We compared our implementation with some of already existing solutions in order to see how it stands up against the others. We implemented Newton’s method for testing the accuracy of our tools. For testing the performance, a random expressions generator was used. It is capable of generating some monstrous things (your professor would never dream of such things). Here is an example of a test function:

template<typename ADType>
ADType TestFunction(const ADType(&x)[6]) {
  y[0] = x[1]; y[1] = -2.730; y[2] = 4.555;
  for (int i = 0; i < 1000; i++) {
    ADType y[3];
    y[0] = x[1]+x[5]+4.624/x[0]+(x[3]-y[0])/x[4]+(atan(-y[2])-x[2])*y[1];
    y[1] = (sin(y[1])-y[2])/x[2]/x[4]*(x[3]+log(x[0])/(y[0]-x[5]))+x[1];
    y[2] = atan(x[5])*(-y[2])/x[3]/(x[4]/(x[2]/x[1]+acos(y[1])))*y[0];
  }
  return 2.658/log(x[0])*(log(y[2])/x[4])*(x[1]+x[5])*(y[0]/y[1])*x[3];
};

The main characteristic of the test case is the number of independent (x) and dependent (y) variables as well as total number of functions/operators. The given task was to compute the gradient and hessian of the return value with respect to all independent variables. In the example above, we have 6 independent and 3 temporary (dependent) variables that produce a single output.
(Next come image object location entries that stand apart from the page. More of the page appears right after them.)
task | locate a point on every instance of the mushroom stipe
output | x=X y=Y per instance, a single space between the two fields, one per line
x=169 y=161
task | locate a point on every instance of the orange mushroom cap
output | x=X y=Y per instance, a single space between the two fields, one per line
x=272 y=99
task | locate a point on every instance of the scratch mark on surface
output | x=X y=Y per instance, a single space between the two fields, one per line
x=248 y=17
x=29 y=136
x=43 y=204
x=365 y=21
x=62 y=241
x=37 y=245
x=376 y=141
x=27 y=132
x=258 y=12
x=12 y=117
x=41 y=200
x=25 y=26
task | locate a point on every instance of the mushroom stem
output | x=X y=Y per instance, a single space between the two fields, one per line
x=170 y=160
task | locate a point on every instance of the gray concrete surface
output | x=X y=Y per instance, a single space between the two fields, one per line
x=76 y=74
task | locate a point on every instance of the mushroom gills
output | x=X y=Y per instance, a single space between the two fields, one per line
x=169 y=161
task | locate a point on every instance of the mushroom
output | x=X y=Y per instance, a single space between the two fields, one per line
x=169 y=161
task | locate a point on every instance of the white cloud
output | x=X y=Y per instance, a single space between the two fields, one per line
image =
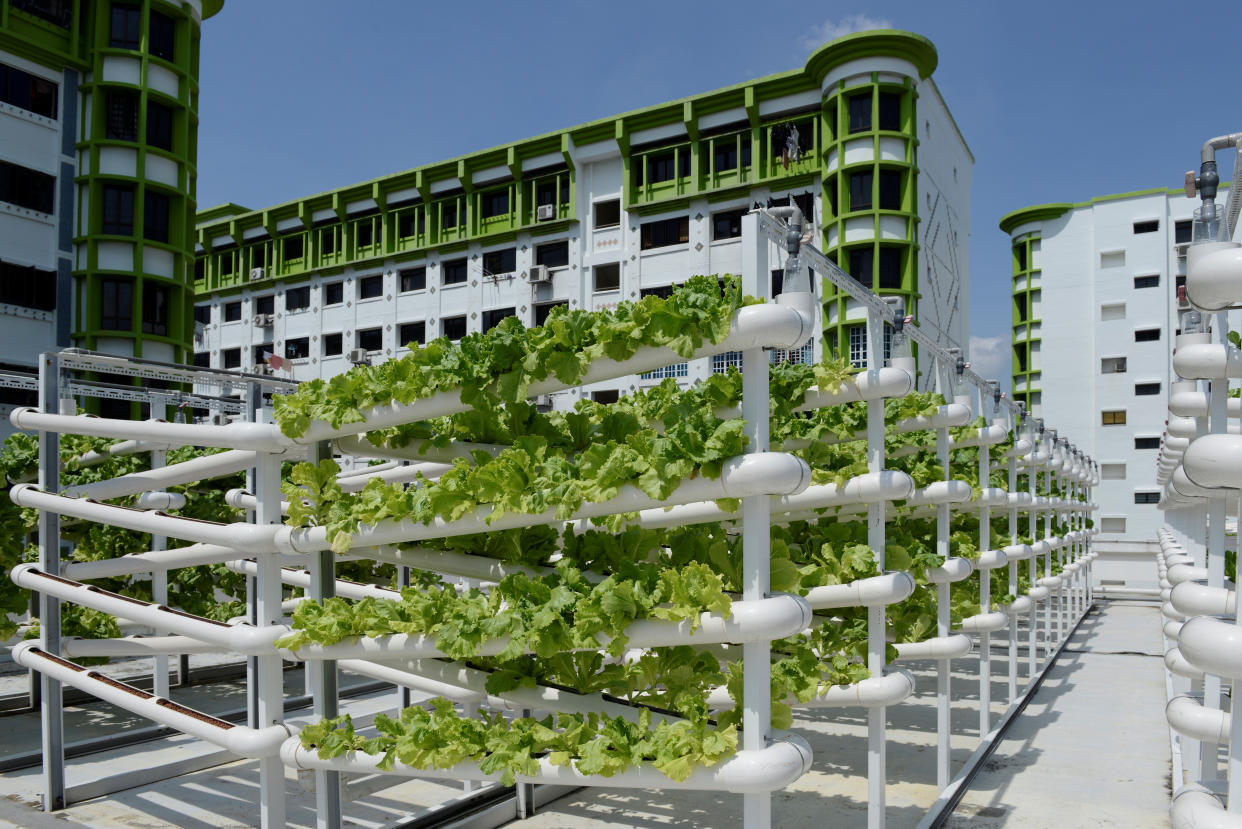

We tested the following third-party AD implementations:

  1. FADBAD: a lightweight, user-friendly library. We used a combined mode: the gradient was computed via the reverse mode, while the hessian – via the forward mode.
  2. ADOL-C: a huge math package that is capable of computing literally everything. The reverse mode was used in the experiments.

There were four test cases of differing sizes with 5/10/20/30 input and 1/5/10/15 intermediate variables. The results were normalized, in such way that the slowest execution was scored with 100 time units, therefore less is better.

adel-benchmark

Looking at the results one can see that we did not create an ultimate AD tool – not yet. In smaller tests both ADEL modes greatly overrun their rivals. When the number of variables increases, the performance of ADEL [Forward] degrades because of the large memory overhead per variable. ADEL [Reverse] shows the best average performance; FADBAD comes second; ADOL-C received no prize at all.

Automatic differentiation is a very promising but extremely underused tool. The majority of the community still does not recognize it. This article is just a small but solid step into the bright future of AD tools. As a final word, we encourage you to download the source code and to experiment with ADEL on your own. If there is something we can improve, feel free to contact us.

tags

Comments

  • Can your stack-based approach to AD handle loops in the functions? We do a lot of multivariate coding for probability models in Stan, for which we wrote our own forward and reverse-mode AD:

    http://mc-stan.org/

    We focused on efficient vectorization and arena-based memory management, as well as unfolding derivatives for matrix and linear algebra ops and vectorized probability functions.

  • Hi,

    yeah we can handle loops: only one single iteration of the loop is stored in a memory, but not whole computational graph. This is not canonical reverse mode, we call it hybrid, but is shows to be viable.

    I didn’t mention in the article but the test were performed under Win platform. That’s why we didn’t include so many of existing AD tools to compare with.

    If you wish we can run some tests of yours(we’ll go *nix), but not these meaningless random tests.